Dear Forum,
I'm experiencing a lot of crashes when running fairly unsymmetric, but small structures at high kpoint sampling (KSPACING=0.05) and high plane wave cutoff (ENCUT=750). The structures are originally derived from symmetric crystals, but have a lot of random strain applied to them.
Within ~30s and before k point generation starts the jobs crash with the following error
munmap_chunk(): invalid pointer
before SLURM cancels the job and VASP prints a stack trace. I'm suspecting it's a memory issue, because the same structures do run successfully on larger KSPACING. It is my understanding that reducing KPAR and increasing NCORE should reduce memory load, so I ran two trials once with 32 cores, KPAR=2, NCORE=4 and once with 128 cores, KPAR=1 and NCORE=32, but the same error appears. I allocated 2GB/core RAM via SLURM. I've attached both runs, the stdout and stderr during the run are in the files error.out and error.msg.

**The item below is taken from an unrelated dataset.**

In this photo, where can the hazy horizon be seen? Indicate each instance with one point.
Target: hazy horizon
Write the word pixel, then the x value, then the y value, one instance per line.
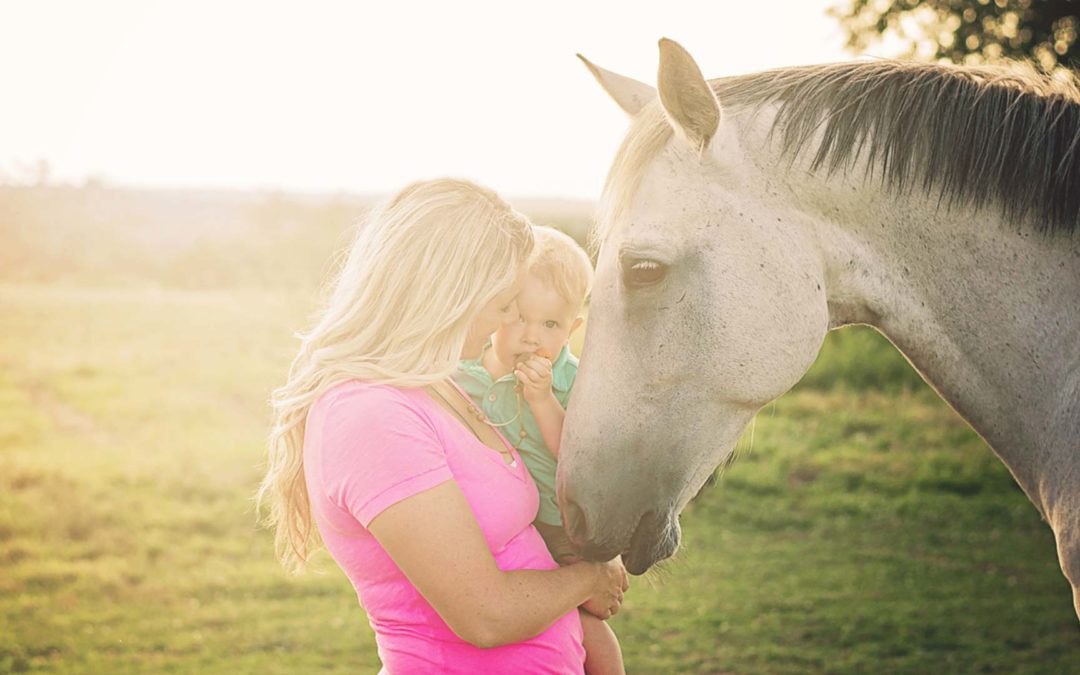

Our hardware are nodes with 2 AMD EPYC 9754 128-Core Processors and 768GB RAM, so the calculations should run within a single processor on the same node.
The present calculations use ADDGRID, but I've observed the same problem in older runs without it as well. LREAL should not make a difference I suppose as the structures are only 2 atoms.
Are there any other options to reduce memory load that I could try?
If it really does turn out to be an insufficient memory issue, it would be very helpful if VASP could print a better error message before quitting.
Because the crash occurs before k points and plane wave info is printed to OUTCAR, I'm not sure about the exact memory requirements, but as quick check I ran the same structure and same settings with a different DFT code (SPHInX https://sxrepo.mpie.de/) and those finish without problem. So I think we can rule out hardware limitations.
Let me know if you need more information and thanks for the help already,
Marvin
EDIT: I saw this post forum/viewtopic.php?t=18812 that sounds similar, but I've check that on our machines
Code: Select all
ulimit -s unlimited